# Hammering issue w/ Slaon HEU



## PRDPLMR (Oct 21, 2009)

Has anyone had issues with the High Efficency Urinal causing hammering...we never had any issues with hammering till we decided to go to the HEU...since going green is the thing now...we even installed a larger Shock arrestor to see if that woud help but it didn't.


----------



## SlickRick (Sep 3, 2009)

PRDPLMR said:


> Has anyone had issues with the High Efficency Urinal causing hammering...we never had and issues with hammering till we decided to go to the HEU...since going green is the thing now...we even installed a larger Shock arrestor to see if that woud help but it didn't.


Protech will have a answer we he gets here...


----------



## Protech (Sep 22, 2008)

i don't know about this one. I don't know everything.
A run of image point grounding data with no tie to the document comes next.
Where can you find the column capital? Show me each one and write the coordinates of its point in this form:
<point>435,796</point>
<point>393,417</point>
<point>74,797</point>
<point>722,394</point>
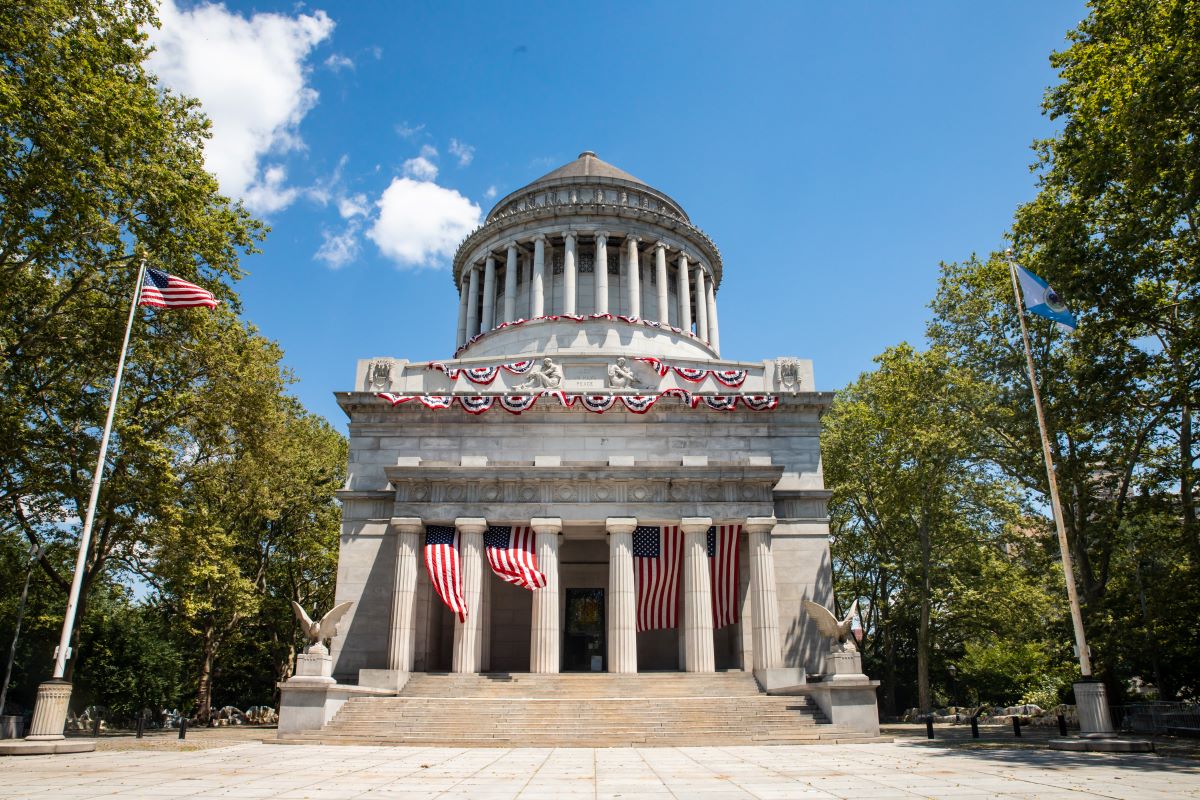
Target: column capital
<point>759,524</point>
<point>546,524</point>
<point>406,524</point>
<point>621,524</point>
<point>471,524</point>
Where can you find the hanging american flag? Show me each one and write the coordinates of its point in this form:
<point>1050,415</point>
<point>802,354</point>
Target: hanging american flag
<point>723,565</point>
<point>511,555</point>
<point>163,290</point>
<point>658,553</point>
<point>442,561</point>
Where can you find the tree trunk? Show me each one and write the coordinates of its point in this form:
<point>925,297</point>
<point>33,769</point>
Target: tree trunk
<point>204,684</point>
<point>924,699</point>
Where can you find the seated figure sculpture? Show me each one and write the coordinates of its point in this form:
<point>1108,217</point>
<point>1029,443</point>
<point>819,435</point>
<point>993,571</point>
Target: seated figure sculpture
<point>622,377</point>
<point>547,376</point>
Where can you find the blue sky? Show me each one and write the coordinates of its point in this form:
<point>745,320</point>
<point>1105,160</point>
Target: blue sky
<point>834,151</point>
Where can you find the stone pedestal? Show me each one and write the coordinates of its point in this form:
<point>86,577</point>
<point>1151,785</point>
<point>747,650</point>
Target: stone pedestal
<point>51,710</point>
<point>845,667</point>
<point>1092,705</point>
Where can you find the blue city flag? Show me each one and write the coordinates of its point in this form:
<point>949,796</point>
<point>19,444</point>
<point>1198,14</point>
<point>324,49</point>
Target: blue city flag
<point>1044,301</point>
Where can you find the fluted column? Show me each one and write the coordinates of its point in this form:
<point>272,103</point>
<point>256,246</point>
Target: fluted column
<point>601,272</point>
<point>768,653</point>
<point>510,284</point>
<point>634,276</point>
<point>660,275</point>
<point>539,277</point>
<point>684,294</point>
<point>622,613</point>
<point>569,275</point>
<point>714,337</point>
<point>463,299</point>
<point>697,596</point>
<point>489,293</point>
<point>473,304</point>
<point>701,305</point>
<point>544,639</point>
<point>468,651</point>
<point>401,636</point>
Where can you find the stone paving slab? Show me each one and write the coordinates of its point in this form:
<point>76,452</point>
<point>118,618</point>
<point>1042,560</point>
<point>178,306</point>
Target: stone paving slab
<point>904,769</point>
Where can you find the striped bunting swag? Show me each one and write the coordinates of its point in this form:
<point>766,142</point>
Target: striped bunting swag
<point>723,565</point>
<point>511,555</point>
<point>445,572</point>
<point>658,557</point>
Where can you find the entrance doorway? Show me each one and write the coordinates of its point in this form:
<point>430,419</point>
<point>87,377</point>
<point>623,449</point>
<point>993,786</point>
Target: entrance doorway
<point>583,642</point>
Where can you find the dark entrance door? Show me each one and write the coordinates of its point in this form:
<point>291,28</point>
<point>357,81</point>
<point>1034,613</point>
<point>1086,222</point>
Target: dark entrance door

I'll an intro and some background information on the installation to help out.

type of pipes?


----------



## PRDPLMR (Oct 21, 2009)

Pipes are copper and let me tell you they are strapped tight...basically we are trying this new 1 pint per flush urinal in or office because we are now going to start spec-ing it out on our design and build jobs...we removed the old urinal and replaced it with the new Sloan HEU..I wanna say i'm about 92% sure it has to do with the diaghram in the valve...what do yall think? it never hammered with the traditional flush valve we had before


----------



## SlickRick (Sep 3, 2009)

Manual royal or electronic?..Solid hammer or chatter? If it is chatter probably defective parts.


----------



## PRDPLMR (Oct 21, 2009)

It's more of a chatter and its a Sloan Solis


----------



## Plumber Jim (Jun 19, 2008)

What is your water pressure?


----------



## SlickRick (Sep 3, 2009)

PRDPLMR said:


> It's more of a chatter and its a Sloan Solis


Defective internal part. It looks like a rebuild kit will cure it.


----------



## Protech (Sep 22, 2008)

I agree with rick. Flush the lines well too


----------



## Rhitchcock (Aug 25, 2009)

I had this problem with some of the standard flush valves and we tried everything and could not figure it out. Our sloan rep suggested a prv on the bathroom and that solved it. turned out the water pressure was up around 95psi and it was causing the diaphram to flutter and cause the hammer. just my 2 cents.


----------



## SlickRick (Sep 3, 2009)

Rhitchcock said:


> I had this problem with some of the standard flush valves and we tried everything and could not figure it out. Our sloan rep suggested a prv on the bathroom and that solved it. turned out the water pressure was up around 95psi and it was causing the diaphram to flutter and cause the hammer. just my 2 cents.


That would be wise to check. We run up to 135 psi here and most don't have prv. Hit the handle and it will blow you and the skid marks clean off the toilet....


----------



## WestCoastPlumber (Jun 17, 2008)

I had this problem in the past, I called Sloan, they said some defective diaphrams went out.

Changed them and they worked fine.


----------



## PRDPLMR (Oct 21, 2009)

Yeah.. i had called Sloan and that's pretty much what they told me we are calling out our rep to bring us the replacement...thanks for all yalls input..


----------